So Remek says they seek peaceful coexistence, and Picard and Riker explode his head off and then disintegrate his chestburster, and that’s the end of the conspiracy. He’s sad about it afterwards, but fortunately none of the other creatures can survive without the Queen. What’s terrifying is that Remek sent a homing beacon before they blew him up, aimed at an unexplored section of the galaxy. If this sounds familiar to you, it’s probably because you are as obsessive about Star Trek as I am. But it might also be because the same horror movie stinger is used in the Enterprise episode about the Borg, where we find out that they sent a beacon to the Delta Quadrant calling the rest of the Hive home.

What does this tell us? Well, I’ll give in to the temptation to be a little spoiler-y and point out that the great antagonists of the Federation all share a quality. The Borg (who we haven’t officially met yet) have no individuality. The Q continuum (who we have yet to learn much about) have individuality but no unique names the viewer can address them by, and no drive to individual achievement. The Romulans and the Cardassians live in totalitarian regimes where individual accomplishment is subsumed by the State. The Dominion is a subjugated empire with no freedom and its constituent castes are similarly homogeneous: the Jem’Hadar are cloned supersoldiers with as little individuality as they can mange, the Vorta are cloned diplomats and come in maybe a dozen flavors throughout the Dominion, and the Founders live in an undifferentiated sea of sameness.

Of all the great powers, only the Klingons appear to give individuality any kind of credence as a way of life, and they’re the ones that the Federation is at peace with, albeit after some wacky funtime adventures.

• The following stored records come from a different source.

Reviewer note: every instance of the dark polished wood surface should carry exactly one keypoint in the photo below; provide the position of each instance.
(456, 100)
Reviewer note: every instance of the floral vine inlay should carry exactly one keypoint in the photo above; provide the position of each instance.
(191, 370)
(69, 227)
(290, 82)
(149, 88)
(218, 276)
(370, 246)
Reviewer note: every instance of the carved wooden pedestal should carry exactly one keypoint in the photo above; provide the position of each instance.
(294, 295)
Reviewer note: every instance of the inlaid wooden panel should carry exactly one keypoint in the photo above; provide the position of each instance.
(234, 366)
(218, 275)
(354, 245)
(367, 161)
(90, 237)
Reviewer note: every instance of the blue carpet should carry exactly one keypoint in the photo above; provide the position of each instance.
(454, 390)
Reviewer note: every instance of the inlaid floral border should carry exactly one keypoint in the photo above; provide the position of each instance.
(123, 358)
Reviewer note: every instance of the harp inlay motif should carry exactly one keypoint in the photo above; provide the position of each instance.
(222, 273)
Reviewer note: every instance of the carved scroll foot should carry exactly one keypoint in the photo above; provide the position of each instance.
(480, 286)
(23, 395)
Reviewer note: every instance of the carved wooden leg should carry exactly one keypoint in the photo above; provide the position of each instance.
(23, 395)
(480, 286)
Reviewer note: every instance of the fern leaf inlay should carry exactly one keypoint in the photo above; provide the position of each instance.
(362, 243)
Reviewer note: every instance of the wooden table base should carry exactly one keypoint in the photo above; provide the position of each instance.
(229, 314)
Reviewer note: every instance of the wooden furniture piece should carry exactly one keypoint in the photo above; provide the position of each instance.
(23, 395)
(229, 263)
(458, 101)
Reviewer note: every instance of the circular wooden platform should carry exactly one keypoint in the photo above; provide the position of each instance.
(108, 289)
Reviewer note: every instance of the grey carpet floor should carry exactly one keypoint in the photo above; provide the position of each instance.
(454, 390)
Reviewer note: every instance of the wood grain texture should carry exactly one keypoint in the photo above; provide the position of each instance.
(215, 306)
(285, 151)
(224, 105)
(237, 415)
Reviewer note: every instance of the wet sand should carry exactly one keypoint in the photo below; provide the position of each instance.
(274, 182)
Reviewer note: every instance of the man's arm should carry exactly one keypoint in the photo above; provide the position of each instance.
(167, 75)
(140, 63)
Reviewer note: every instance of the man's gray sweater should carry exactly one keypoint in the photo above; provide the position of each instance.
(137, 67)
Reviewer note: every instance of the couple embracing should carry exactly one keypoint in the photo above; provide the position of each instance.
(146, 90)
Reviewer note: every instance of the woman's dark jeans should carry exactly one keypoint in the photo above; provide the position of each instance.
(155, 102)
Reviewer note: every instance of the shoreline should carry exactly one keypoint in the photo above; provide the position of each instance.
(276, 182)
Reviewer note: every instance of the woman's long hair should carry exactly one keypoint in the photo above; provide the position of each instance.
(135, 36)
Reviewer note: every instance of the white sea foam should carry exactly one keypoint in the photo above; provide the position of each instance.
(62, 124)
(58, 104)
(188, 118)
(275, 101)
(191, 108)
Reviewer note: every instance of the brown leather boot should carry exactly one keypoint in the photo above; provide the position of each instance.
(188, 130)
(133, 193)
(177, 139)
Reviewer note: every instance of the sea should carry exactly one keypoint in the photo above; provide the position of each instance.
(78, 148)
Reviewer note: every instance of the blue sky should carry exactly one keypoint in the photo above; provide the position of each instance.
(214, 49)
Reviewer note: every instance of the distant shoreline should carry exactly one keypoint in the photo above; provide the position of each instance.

Chew on that for a bit – it’s the hereditary enemy of the Federation, who are a byword for ‘unreasonably aggressive and warlike’ across basically all of modern sci-fi, that the Federation most closely meshes with in the Star Trek universe, because they’re the only other interstellar civilization that lets individuals have any measure of autonomy. There is no Klingon secret police, there is no Klingon hive-mind.

The bugs in “Conspiracy” which, let’s face it, almost managed to destroy the Federation, are also a hive-mind. That’s one of the major themes of the entire canon. It’s not necessarily as deep as the plays of the theme of The Other using Spock, Data, Odo, Seven of Nine, the Doctor, and T’Pol, but it’s there and fairly well done.

2 thoughts on “TNG: S1E25: “Conspiracy”

  1. Pingback: Worlds in a Blender | TNG: S7E19: “Genesis”

  2. Pingback: Worlds in a Blender | TNG: S4E21: “The Drumhead”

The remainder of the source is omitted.